Marcello Mio ***
Film de Christophe Honoré (2h01)
Ce film est présenté en Compétition au Festival de Cannes 2024.
C’est l’histoire d’une femme qui s’appelle Chiara.
Elle est actrice, elle est la fille de Marcello Mastroianni et Catherine Deneuve et le temps d’un été, chahutée dans sa propre vie, elle se raconte qu’elle devrait plutôt vivre la vie de son père.
Elle s’habille désormais comme lui, parle comme lui, respire comme lui et elle le fait avec une telle force qu’autour d’elle, les autres finissent par y croire et se mettent à l’appeler « Marcello ».
La critique d’Annie
Voici un joli film, que j’ai regardé avec plaisir. Cette comédie un peu nostalgique trouve un ton particulier plein de charme et de fantaisie.
Il y est question de filiation et d’héritage aussi avec de nombreuses références au cinéma.
De plus le casting est brillant puisqu’on y retrouve Catherine Deneuve, Fabrice Luchini, Nicole Garcia, Melville Poupaud, Benjamin Biolay et Chiara Mastroianni magnifique.
Entrons dans l’histoire : Chiara, la fille de Catherine Deneuve et Marcello Mastroianni est née en 1972. Ses illustres parents se séparent deux ans plus tard. Elle a 24 ans à la mort de son père. Et justement le scénario va s’appuyer sur la filiation et l’héritage de ce père magnifique, puisque la fille va adopter et endosser la personnalité de Marcello Mastroianni. Par une transformation physique surprenante et très crédible, mais aussi une transformation spirituelle.
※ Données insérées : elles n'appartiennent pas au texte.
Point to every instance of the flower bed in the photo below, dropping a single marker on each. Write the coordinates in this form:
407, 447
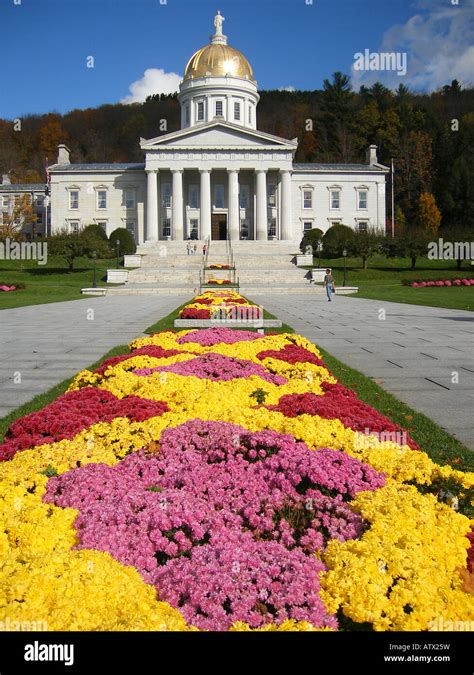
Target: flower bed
214, 303
223, 480
447, 283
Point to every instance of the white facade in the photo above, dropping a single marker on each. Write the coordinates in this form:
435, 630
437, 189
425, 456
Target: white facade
218, 176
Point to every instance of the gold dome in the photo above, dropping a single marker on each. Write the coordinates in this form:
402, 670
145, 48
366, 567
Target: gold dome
218, 60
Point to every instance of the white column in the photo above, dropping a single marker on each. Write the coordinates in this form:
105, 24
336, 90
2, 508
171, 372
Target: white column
234, 206
286, 231
205, 204
152, 206
262, 207
177, 205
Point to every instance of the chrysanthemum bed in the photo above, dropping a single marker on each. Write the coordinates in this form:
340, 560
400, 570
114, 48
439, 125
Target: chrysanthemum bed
223, 480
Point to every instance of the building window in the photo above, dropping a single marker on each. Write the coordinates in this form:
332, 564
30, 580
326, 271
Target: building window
193, 196
237, 111
130, 226
335, 199
244, 196
129, 199
362, 199
219, 196
200, 115
102, 199
167, 227
74, 199
167, 195
193, 228
272, 195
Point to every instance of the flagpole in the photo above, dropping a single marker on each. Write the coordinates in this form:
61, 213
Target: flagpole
393, 200
46, 198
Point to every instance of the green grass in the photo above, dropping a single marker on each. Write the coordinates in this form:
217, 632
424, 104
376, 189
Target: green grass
437, 443
49, 283
383, 280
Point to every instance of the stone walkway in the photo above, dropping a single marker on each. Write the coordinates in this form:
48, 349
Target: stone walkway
42, 345
422, 355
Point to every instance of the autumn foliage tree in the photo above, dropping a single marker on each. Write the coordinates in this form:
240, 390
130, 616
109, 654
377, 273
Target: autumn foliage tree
428, 214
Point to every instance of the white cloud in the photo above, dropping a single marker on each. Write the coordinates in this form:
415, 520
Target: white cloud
439, 43
154, 81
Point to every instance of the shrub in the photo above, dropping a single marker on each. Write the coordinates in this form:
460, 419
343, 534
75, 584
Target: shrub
127, 242
311, 238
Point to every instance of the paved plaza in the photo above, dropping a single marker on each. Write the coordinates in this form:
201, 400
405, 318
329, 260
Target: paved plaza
45, 344
422, 355
414, 352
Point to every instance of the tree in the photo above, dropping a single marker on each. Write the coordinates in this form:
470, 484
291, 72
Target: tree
51, 134
70, 246
127, 242
366, 243
20, 214
413, 243
336, 239
311, 239
428, 215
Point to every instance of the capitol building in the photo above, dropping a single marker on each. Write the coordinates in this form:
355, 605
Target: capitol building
219, 176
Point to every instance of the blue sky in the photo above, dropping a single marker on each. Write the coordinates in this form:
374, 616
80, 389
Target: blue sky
46, 43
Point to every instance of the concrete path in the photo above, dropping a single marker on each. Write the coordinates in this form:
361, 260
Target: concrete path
422, 355
42, 345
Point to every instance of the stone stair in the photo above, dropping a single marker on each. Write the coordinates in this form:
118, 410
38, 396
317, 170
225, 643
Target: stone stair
262, 267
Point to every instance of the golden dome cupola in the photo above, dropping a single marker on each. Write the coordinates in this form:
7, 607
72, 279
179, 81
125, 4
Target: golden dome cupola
218, 84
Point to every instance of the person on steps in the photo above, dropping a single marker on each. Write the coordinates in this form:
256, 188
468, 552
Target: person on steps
329, 284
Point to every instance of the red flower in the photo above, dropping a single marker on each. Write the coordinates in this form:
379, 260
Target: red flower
341, 403
70, 414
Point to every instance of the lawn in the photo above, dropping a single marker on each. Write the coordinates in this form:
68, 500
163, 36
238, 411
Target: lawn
49, 283
383, 280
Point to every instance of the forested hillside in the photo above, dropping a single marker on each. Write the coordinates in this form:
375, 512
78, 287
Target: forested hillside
430, 137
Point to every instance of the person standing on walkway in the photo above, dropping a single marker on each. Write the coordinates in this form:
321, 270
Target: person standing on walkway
329, 284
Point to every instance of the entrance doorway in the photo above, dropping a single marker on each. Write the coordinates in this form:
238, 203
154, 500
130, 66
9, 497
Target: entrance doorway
219, 226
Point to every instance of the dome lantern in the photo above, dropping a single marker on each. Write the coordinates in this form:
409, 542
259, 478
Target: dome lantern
219, 84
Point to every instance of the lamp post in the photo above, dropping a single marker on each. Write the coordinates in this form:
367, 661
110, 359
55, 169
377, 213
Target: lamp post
344, 253
320, 248
94, 259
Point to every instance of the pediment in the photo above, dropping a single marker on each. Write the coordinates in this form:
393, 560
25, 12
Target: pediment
218, 135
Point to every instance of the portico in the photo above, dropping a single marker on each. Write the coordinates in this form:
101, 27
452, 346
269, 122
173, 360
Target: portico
186, 194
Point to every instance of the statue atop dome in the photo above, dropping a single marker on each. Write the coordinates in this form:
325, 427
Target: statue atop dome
218, 21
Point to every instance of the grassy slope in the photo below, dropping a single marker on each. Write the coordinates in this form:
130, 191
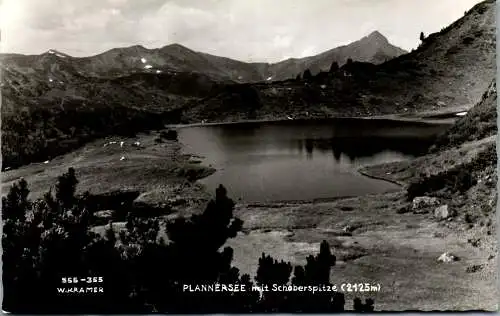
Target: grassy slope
450, 70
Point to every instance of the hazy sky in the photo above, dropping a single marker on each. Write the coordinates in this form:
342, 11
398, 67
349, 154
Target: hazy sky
248, 30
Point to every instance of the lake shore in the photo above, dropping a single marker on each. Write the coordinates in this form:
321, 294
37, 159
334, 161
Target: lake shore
373, 236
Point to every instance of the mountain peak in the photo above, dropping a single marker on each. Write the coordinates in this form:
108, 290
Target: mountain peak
377, 36
56, 53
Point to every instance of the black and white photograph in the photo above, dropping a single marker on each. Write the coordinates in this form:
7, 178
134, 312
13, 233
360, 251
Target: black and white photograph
248, 156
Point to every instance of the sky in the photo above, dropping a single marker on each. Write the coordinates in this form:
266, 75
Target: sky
247, 30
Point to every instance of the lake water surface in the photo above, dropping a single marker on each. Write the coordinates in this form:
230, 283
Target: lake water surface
303, 160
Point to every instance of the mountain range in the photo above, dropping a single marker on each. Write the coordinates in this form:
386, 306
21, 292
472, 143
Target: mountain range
374, 48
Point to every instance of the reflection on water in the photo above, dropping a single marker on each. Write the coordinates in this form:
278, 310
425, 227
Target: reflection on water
303, 160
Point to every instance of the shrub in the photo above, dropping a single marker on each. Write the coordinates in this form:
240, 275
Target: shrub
170, 134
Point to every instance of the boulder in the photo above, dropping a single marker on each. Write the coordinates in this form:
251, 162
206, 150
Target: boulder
442, 212
105, 214
423, 202
447, 258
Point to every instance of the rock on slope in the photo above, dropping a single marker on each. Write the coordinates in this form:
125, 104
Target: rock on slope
177, 58
479, 123
373, 48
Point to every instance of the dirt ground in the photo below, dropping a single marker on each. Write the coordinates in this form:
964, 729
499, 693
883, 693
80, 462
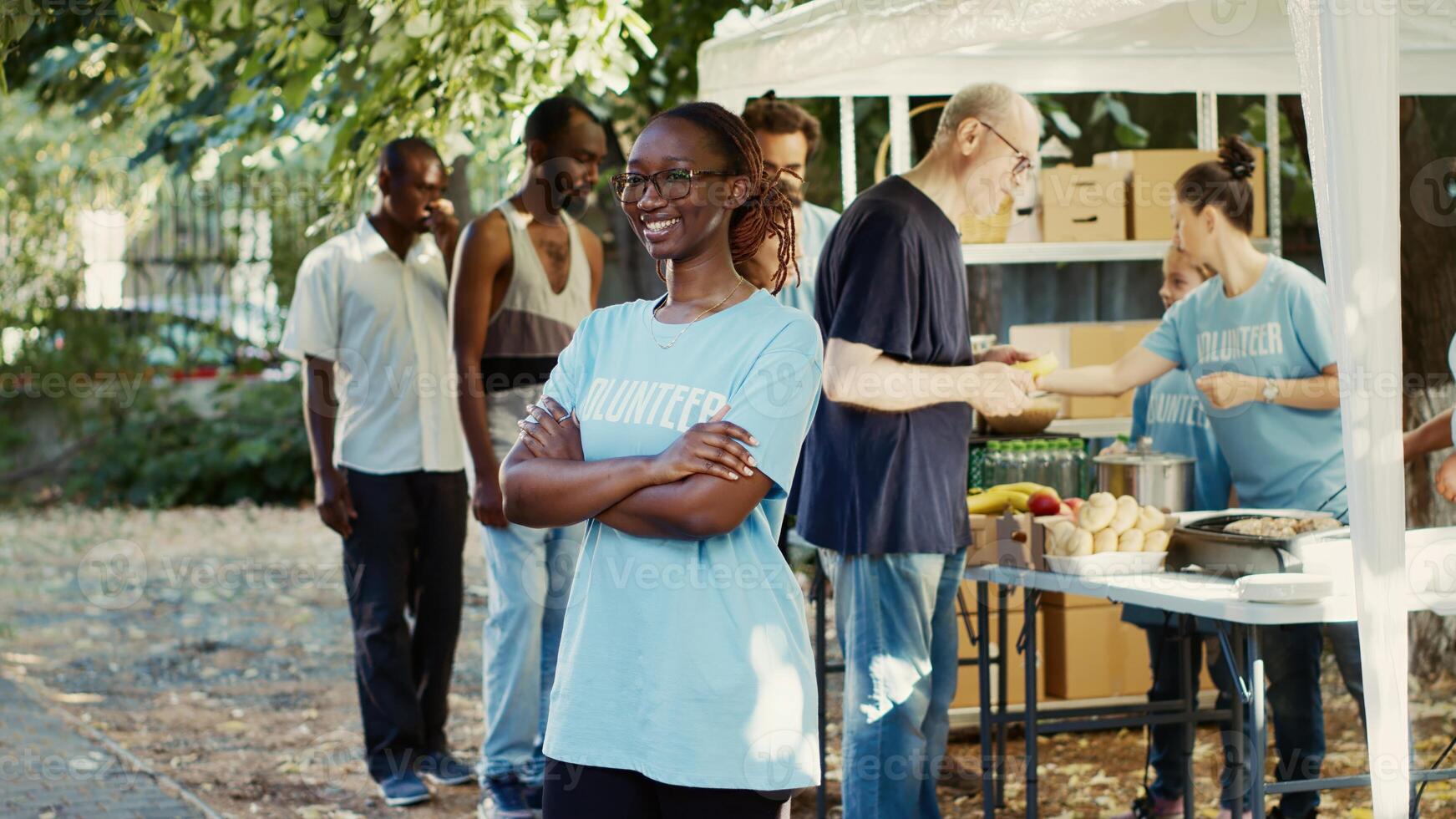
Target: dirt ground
215, 644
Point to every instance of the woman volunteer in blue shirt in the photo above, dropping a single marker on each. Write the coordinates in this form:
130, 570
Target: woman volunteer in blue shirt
1258, 344
685, 685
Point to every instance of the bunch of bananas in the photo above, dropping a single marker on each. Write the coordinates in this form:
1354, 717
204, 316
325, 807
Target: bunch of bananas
1005, 496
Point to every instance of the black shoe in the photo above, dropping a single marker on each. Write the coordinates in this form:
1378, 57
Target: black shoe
444, 770
403, 789
533, 797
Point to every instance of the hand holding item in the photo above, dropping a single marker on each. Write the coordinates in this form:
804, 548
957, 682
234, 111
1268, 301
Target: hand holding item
1226, 391
711, 448
443, 223
550, 432
1446, 478
999, 389
334, 501
1008, 354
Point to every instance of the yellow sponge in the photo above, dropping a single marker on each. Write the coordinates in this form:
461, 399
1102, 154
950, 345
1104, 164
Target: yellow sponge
1040, 366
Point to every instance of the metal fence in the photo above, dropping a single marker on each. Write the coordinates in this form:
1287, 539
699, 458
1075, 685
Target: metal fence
190, 274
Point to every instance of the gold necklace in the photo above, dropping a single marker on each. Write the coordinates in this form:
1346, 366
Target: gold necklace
692, 323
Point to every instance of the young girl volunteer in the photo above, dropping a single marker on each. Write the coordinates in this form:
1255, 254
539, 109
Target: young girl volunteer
1258, 343
685, 685
1169, 410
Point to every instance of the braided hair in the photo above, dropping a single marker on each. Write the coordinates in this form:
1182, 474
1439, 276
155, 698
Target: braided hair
766, 211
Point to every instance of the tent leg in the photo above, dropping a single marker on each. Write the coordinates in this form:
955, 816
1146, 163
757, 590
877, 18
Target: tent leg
900, 133
848, 172
1207, 121
1271, 168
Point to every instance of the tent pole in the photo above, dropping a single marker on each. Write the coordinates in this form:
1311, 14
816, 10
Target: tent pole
1207, 120
1271, 166
899, 133
848, 174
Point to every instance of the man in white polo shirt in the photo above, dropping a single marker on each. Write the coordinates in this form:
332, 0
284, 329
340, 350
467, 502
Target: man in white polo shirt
368, 321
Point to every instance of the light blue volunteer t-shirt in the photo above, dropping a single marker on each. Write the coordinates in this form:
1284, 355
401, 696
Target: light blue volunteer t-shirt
1279, 456
1169, 410
689, 662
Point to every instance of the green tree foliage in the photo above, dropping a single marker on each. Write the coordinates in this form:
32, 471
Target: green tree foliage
221, 74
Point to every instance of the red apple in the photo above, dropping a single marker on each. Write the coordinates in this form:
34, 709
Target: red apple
1044, 503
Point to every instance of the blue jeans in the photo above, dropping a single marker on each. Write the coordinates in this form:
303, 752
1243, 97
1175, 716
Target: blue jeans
1167, 754
529, 573
1291, 671
895, 618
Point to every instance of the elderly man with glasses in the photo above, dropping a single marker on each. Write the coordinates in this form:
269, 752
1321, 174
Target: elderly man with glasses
885, 460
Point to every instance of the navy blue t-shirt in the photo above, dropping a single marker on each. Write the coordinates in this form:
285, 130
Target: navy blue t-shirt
891, 276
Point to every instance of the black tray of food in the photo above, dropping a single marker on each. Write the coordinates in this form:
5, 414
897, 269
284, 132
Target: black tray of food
1273, 534
1209, 546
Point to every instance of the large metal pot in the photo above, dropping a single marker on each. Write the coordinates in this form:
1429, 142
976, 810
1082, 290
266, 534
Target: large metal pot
1155, 478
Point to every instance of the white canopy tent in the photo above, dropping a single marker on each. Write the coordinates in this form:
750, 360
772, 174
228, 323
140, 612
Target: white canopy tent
931, 47
1347, 58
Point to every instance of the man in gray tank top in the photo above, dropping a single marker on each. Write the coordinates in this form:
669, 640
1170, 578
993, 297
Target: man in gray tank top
526, 274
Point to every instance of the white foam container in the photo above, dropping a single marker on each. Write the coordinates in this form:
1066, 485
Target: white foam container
1108, 564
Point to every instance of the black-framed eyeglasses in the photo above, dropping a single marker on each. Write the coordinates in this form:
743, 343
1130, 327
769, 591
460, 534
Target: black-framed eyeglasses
672, 184
1022, 160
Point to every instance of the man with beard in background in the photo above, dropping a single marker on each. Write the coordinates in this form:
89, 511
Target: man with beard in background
526, 274
788, 136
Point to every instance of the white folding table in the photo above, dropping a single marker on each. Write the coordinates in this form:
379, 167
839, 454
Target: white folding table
1183, 593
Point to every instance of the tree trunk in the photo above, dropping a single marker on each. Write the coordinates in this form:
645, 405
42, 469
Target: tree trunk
1428, 323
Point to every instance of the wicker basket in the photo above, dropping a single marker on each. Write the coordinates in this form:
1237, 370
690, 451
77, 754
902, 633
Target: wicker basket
987, 229
1032, 420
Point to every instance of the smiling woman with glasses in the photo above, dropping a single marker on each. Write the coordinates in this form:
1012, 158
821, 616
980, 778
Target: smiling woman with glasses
672, 184
685, 685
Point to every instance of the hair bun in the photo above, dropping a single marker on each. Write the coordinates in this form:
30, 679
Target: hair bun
1236, 158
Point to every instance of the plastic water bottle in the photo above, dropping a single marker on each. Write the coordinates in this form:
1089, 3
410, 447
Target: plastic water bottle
1042, 460
1018, 462
991, 465
1079, 466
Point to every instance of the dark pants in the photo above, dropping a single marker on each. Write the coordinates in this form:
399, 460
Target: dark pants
572, 791
1168, 750
1291, 666
403, 576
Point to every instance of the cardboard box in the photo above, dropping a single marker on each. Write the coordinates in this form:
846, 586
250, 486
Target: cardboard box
1083, 205
967, 681
1017, 540
1081, 344
1091, 654
1015, 598
1138, 674
1152, 176
993, 541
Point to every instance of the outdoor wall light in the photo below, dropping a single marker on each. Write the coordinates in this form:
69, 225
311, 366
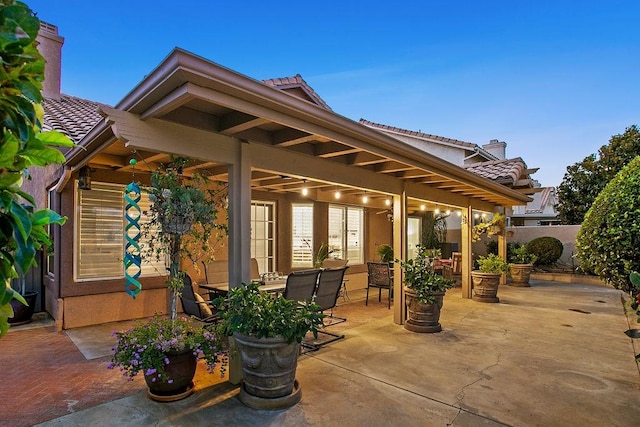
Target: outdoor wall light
84, 178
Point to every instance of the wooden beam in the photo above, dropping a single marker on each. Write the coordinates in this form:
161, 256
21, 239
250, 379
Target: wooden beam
160, 136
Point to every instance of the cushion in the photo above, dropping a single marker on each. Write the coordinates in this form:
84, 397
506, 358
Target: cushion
204, 307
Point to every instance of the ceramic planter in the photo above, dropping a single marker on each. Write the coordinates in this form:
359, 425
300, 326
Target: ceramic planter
485, 286
520, 274
180, 370
423, 317
268, 372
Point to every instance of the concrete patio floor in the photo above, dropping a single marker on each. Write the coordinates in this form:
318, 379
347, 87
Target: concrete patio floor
553, 354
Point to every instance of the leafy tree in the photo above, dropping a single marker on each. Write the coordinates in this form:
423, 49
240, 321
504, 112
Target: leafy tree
22, 145
609, 237
584, 180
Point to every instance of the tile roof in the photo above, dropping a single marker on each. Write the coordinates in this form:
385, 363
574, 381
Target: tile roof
506, 172
297, 82
418, 134
72, 116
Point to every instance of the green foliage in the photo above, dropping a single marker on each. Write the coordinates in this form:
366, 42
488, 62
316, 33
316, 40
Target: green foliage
584, 180
420, 276
492, 248
23, 228
492, 264
547, 250
609, 237
634, 278
145, 346
520, 255
250, 311
192, 202
494, 226
434, 233
385, 252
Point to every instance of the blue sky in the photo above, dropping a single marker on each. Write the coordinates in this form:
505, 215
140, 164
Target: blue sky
553, 79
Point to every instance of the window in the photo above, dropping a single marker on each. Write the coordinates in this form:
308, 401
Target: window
263, 235
100, 240
302, 235
346, 231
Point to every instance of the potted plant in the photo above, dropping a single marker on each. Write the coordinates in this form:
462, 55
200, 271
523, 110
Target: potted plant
521, 265
181, 224
182, 220
493, 227
424, 289
268, 331
385, 252
166, 351
487, 278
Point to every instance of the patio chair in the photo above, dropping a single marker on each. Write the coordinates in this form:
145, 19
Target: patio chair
194, 305
379, 276
326, 296
329, 286
301, 285
338, 263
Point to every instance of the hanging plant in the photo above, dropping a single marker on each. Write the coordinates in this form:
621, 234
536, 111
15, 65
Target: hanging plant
493, 227
183, 220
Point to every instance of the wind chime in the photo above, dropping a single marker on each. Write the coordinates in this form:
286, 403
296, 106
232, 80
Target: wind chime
132, 257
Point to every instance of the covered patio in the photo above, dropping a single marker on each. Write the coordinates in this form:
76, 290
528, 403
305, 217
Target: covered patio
281, 146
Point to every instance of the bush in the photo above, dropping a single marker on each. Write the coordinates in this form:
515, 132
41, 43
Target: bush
492, 248
609, 237
547, 250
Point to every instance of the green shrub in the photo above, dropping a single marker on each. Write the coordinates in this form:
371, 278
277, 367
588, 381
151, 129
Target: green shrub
492, 248
609, 237
547, 250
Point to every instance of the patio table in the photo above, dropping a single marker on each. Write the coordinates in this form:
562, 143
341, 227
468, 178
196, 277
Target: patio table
275, 285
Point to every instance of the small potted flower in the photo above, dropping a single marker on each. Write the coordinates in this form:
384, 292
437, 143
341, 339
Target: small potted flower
521, 266
424, 289
487, 278
166, 352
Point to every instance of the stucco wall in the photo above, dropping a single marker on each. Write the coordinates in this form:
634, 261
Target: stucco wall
104, 308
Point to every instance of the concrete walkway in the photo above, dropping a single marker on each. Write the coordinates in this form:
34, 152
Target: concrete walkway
550, 355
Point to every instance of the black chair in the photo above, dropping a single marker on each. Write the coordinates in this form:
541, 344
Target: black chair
194, 305
330, 284
379, 276
326, 296
301, 285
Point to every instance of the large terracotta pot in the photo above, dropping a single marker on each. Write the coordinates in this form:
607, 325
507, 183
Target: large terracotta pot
520, 274
180, 370
485, 286
268, 371
22, 313
423, 317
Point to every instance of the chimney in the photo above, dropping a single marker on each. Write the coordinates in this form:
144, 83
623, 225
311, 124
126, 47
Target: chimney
497, 148
50, 46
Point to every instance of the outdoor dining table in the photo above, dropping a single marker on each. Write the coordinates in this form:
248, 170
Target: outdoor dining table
271, 284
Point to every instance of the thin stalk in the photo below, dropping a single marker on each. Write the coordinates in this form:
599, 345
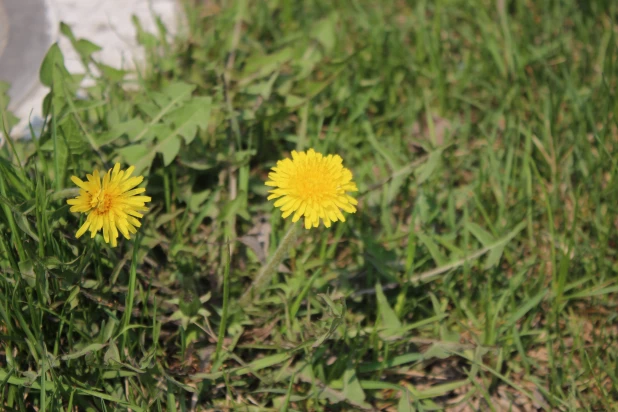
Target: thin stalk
130, 293
226, 297
266, 272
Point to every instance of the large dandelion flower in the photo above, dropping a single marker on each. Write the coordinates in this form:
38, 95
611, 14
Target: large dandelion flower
313, 186
111, 203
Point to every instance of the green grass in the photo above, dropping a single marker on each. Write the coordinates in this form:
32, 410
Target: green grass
479, 271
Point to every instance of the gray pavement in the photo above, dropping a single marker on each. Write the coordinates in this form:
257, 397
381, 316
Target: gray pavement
25, 37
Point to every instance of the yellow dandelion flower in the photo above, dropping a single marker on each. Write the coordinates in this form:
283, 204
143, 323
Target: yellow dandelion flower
313, 186
111, 203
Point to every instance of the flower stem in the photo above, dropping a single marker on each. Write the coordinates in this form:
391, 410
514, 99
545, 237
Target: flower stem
266, 272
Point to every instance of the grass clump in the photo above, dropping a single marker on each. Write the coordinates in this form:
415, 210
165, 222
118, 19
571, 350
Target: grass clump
479, 271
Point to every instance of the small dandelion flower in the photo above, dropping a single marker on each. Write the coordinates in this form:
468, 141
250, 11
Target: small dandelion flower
313, 186
111, 203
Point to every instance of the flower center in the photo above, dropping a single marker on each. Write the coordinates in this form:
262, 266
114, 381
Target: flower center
314, 183
101, 202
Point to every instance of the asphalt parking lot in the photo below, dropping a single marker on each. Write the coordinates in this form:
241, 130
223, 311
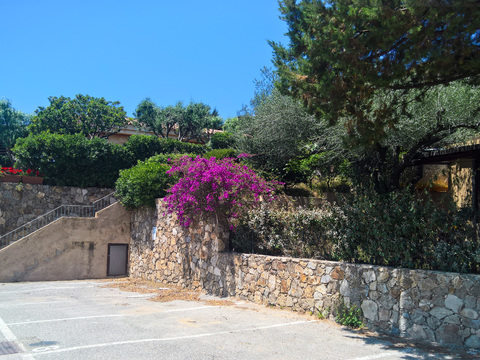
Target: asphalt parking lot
86, 320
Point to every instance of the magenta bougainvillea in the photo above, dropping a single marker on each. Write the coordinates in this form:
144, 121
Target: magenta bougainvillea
206, 187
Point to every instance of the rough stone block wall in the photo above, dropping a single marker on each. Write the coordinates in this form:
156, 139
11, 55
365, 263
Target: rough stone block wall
21, 204
423, 305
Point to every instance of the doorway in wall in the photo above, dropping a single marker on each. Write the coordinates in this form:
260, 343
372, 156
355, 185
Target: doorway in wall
117, 263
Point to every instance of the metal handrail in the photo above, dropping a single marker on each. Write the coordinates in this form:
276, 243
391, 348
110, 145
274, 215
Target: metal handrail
57, 213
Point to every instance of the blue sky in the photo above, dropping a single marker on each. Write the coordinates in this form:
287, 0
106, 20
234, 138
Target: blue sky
170, 51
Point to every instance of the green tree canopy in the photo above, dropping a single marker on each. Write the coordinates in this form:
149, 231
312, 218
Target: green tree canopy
87, 115
194, 121
343, 53
13, 125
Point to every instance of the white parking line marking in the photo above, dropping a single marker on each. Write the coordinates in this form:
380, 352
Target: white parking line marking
103, 316
10, 336
45, 289
64, 319
33, 303
372, 357
142, 295
93, 346
190, 309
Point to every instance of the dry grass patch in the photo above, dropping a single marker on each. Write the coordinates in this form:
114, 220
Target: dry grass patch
163, 292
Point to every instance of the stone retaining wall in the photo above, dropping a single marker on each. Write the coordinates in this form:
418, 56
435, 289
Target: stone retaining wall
423, 305
21, 204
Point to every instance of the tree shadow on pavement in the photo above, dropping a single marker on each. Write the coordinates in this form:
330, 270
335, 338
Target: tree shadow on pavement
412, 349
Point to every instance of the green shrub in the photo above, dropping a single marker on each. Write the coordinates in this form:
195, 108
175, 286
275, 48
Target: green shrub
142, 147
146, 181
403, 230
71, 160
299, 233
220, 153
221, 140
348, 315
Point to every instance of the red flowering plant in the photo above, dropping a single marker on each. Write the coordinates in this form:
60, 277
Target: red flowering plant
210, 187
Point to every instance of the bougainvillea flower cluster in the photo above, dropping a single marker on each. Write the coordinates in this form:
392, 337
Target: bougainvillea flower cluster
214, 187
13, 171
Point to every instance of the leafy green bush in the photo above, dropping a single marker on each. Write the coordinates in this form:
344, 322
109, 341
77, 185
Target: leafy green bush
146, 181
71, 160
348, 315
141, 147
401, 229
220, 153
299, 233
221, 140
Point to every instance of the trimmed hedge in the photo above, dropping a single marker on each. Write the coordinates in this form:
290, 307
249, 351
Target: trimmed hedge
71, 160
146, 181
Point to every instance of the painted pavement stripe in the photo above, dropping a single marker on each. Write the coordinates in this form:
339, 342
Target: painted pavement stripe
104, 316
10, 336
94, 346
Ce qui va bousculer son entourage à commencer par sa mère, Catherine Deneuve. Fabrice Lucchini lui, se laisse embarquer dans le jeu de l’actrice par une amitié un peu ridicule mais touchante, et il interprète ce rôle avec son brio habituel. D’autres comme Melville Poupaud se prendrons aussi dans ce labyrinthe mais de façon plus douloureuse car l’évocation du célèbre acteur italien, lui fait ressentir son absence au cours d’une jolie scène en noir et blanc….
Il y a aussi ce curieux personnage d’un soldat britannique abandonné par son compagnon.
Nicole Garcia quant à elle, dans son rôle de metteur en scène refuse le subterfuge dans un premier temps et reste accrochée à la réalité…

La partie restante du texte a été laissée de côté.